Archive of UserLand's first discussion group, started October 5, 1998.

Re: Email to Brian > Word-to-Manila

Posted:4/25/2000; 6:40:22 PM
Topic:Email to Brian Behlendorf
Msg #:16684 (In response to 16670)
Prev/Next:16683 / 16685

IMHO, Microsoft has done a darned good job at design and usability with Word, while making it open enough that power users (law firms, novelists, tech writers, engineers) can bend it to their particular needs.

Really? Yikes. I'm a document power user, and I found Word to be such an amazing piece of junk I switched *operating systems* to get as far away from it as I could.

Four of my legion of complaints: first, the Word full justification line break algorithm was *so* bad that I couldn't stand to use it; second, the page break algorithm, especially in a document with footnoes, was so bad that I couldn't stand to look at my own documents after printing them; in university, that's not a good thing; third, it had such abysmally poor support for any kind of textual critical needs that it was useless for anything much more complex than the average business document; fourth, it was slow, slow, slow on really long documents.
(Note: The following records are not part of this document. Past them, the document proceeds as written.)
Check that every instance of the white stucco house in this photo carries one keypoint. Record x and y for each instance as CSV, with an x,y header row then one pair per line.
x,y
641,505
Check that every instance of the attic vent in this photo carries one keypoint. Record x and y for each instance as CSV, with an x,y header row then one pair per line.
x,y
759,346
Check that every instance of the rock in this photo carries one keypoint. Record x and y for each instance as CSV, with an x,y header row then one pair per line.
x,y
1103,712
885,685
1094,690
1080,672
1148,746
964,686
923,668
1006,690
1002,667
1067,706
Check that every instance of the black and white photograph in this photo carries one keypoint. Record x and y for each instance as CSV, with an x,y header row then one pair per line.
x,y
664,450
Now, I'm not the average *corporate* power user, and I suspect that's part of why I hated Word. But that's just why Microsoft being a monopoly is such a bad thing, since the whole computer-using world doesn't revolve around corporate technical needs; er, well, it does, but it shouldn't. Word was simply useless in an academic setting, especially if you care at all, like Don Knuth does, about the aesthetic quality of the documents that your word processor gives you. So I use LaTeX and I'm a very happy camper.

Alas, I guess I'm just ill-suited to use Word at all since for most of the power uses you cite above, I'd use SGML + DSSSL + TeX, certainly for law docs, tech docs, and engineering stuff. If I were a novelist I'd use Emacs or Nota Bene.

I just can't imagine doing a 1,000 or 2,000 page engineering or aircraft manual or legal brief in Word.